Sebelum di aktfikan terminal tersebut, pihaknya sudah melakukan sosialisasi terhadap para pemilik angkutan umum yang tujuan ke Meral. Dimana, selama ini angkutan tersebut tidak masuk ke terminal namun hanya singah di depan terminal untuk menurunkan penumpang.

”Yang jelas semua angkutan kota wajib masuk terminal, baik untuk mengangkut maupun menurunkan penumpang. Biar tertib saja, supaya tidak menganggu jalan terutama pagi hari,” ungkapnya.
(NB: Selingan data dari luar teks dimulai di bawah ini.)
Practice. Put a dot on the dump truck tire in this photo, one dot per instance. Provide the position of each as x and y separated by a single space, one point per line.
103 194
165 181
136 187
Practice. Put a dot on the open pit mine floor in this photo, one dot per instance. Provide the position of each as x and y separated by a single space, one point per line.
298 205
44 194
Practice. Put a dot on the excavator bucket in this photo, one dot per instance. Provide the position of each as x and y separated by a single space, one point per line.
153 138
Sementara itu Kepala Terminal Meral Kodrat ketika dikonfirmasi mengatakan, pihaknya sedang melakukan perekapan jumlah angkutan yang beroperasi secara ril. Sebab, kalau dilihat dari administrasi jumlah angkutan cukup banyak tapi apakah beroperasi atau tidak itu yang harus dipastikan.

”Kita data semuanya. Jadi angkutan yang beroperasi sebenarnya berapa, selain itu dilakukan pengecekan apakah surat-suratnya sudah mati atau belum,” paparnya.
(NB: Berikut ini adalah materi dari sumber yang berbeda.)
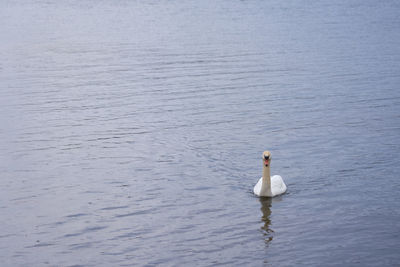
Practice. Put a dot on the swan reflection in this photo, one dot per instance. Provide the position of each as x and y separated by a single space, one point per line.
266 213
Masih kata Kodrat lagi, selain itu fasilitas terminal juga dilakukan perbaikan secara bertahap seperti fasilitas umum kamar mandi dan sebagainya. Kalau dilihat secara umum, terminal Meral ini sudah layak di fungsikan sebagai pelayanan publik. Dimana, angkutan kota dari berbagai jurusan bisa terpusat di terminal Meral. Seperti angkutan kota tujuan Meral-Pangke, Meral-Balai, Meral-Kapling termasuk bus tujuan Pangke juga.

”Semuanya harus memenuhi standarlah. Termasuk angkutan kota, sebagai transportasi umum,” tegasnya.

Pantauan dilapangan, kondisi terminal Meral terlihat rapih dan bersih. Tempat tunggu penumpang sudah tersedia, maupun ruang tempat ibadah bagi umat muslim dan kamar kecil. ” Sudah bagus bang, tinggal difungsikanlah kapan nih terminal akan aktif,” kata Yanto salah seorang supir angkutan umum tujuan Balai.(tri)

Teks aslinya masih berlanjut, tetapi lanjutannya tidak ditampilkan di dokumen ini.